One on one... Dr Ray Bobrownicki
It’s probably not much of a surprise for those who know me; Back to the Future for the win here.
One moment that changed the course of my career
Ivy League track and field championships in 2006. It can be difficult for those that haven’t experienced US university sports to understand, but conference championships such as this can come with considerable pressure and expectations. I began to realise that it wasn’t just how well athletes prepared physically, technically, and tactically for these championships, but there was a psychological side that wasn’t getting as much attention. Consequently, I became fascinated by the mental factors that influence performance, which led to postgraduate study and a career in performance psychology.
One lesson learnt
When wearing a suit and tie, don’t assume you can move in the same way as you can in your normal clothes or sports kit. As a fairly athletic youngster, I could do backflips and jump over all sorts of things and, because of this, I tried to pull off a backflip at a high school dance while in the centre of a dance circle. The suit jacket, dress shirt, and trousers just didn’t allow me to hit my usual positions in the air though and it slowed my rotation. The landing wasn’t completely disastrous, but this is probably the first time in nearly 20 years I’m publicly acknowledging the incident…
One thing I couldn’t do without
If we are talking objects rather than people, I’m probably choosing my film cameras (of both still photography and motion picture varieties). I have a range of decades-old cameras that I use regularly for shooting photographs and movie footage. If I had to actually narrow it down to just one of those though, I’m not sure I could do it…
One thing psychologists could do better
As a Chartered Psychologist, athletics coach, and former athlete, I think there is an important relationship between scholarship and application. As part of this, I think it is critical for researchers in sport and performance psychology to consider how their research impacts and links to real-world practice and performance (e.g. answering questions that are meaningful to coaches and performers, using experimental and comparison groups that are representative of real-world sport, etc.). In some recent research, particularly relating to motor learning and control, I think these links have been tenuous. As Professor Dave Collins put it in his keynote presentation to the Division of Sport and Exercise Psychology in 2008, we need to ensure we are doing psychology for sport rather than through sport.
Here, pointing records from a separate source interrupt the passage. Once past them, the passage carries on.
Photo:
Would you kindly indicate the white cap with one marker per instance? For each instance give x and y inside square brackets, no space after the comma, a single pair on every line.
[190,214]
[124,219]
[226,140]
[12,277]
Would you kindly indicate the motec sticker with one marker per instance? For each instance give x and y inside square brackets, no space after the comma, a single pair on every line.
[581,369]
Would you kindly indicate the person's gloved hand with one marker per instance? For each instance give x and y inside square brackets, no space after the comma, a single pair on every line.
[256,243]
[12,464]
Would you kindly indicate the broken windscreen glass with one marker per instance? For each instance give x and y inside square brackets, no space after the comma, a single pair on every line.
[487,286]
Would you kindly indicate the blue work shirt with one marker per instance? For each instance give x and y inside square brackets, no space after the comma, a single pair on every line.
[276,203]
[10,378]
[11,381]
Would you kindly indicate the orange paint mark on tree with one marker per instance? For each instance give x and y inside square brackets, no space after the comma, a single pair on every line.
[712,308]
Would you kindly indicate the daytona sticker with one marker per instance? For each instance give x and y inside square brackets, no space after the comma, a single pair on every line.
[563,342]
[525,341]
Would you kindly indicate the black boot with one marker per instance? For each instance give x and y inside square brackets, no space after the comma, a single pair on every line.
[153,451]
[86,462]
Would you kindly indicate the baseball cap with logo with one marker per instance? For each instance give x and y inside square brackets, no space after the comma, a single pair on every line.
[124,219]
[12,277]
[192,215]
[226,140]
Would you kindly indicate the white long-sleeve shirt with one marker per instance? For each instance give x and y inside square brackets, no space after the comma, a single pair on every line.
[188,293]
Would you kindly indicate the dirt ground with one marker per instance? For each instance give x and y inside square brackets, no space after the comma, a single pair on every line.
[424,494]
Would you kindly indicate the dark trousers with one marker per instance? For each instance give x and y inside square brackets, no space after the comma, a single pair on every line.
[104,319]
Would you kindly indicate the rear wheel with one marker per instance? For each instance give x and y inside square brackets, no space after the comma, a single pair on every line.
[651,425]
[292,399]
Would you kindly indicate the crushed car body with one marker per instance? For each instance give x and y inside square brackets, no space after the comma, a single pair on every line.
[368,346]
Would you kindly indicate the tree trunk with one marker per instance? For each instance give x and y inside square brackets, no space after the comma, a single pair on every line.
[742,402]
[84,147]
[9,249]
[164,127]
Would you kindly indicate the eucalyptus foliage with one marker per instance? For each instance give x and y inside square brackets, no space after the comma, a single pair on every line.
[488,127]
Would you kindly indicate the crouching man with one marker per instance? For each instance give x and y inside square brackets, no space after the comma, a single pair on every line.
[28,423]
Those who know me would expect a song from the 1980s and I am not going to disappoint. I will go with Everybody Wants to Rule the World by Tears for Fears for listening. I do like to play Patrice Rushen’s Forget Me Nots terribly on my bass guitar though.
One alternative career path
I enjoy creative endeavours such as photography, movie making, drawing, and bass playing, but I (1) probably didn’t have the confidence to pursue some of these when I was much younger and/or (2) didn’t even know that I had an interest in some of these until I was older. Knowing what I know now, I would have certainly considered pursuing photography or film making, although I’m not sure I definitely would have chosen any of these as a profession in the end. One thing is for certain, if I had found some of these interests earlier, my travel photographs/videos from before 2013 would be much improved!
One proud moment
In 2014, my wife signed up to do the 20+ mile Kiltwalk from Glasgow to Balloch on the shores of Loch Lomond with a friend to raise money for charity. Just before the start of the walk though, her friend had to pull out and I couldn’t step in because of Commonwealth Games preparations. Undeterred, she still took on the challenge and completed the walk by herself, meeting new people along the way. I was proud and impressed when I was there to greet her at the finish.
One language I’d like to learn
I’ve been studying Japanese in between all of the other things that I do, but my listening and speaking skills require serious work. I can speak and read very basic Japanese, but would like to be able to progress to more advanced conversations at some point.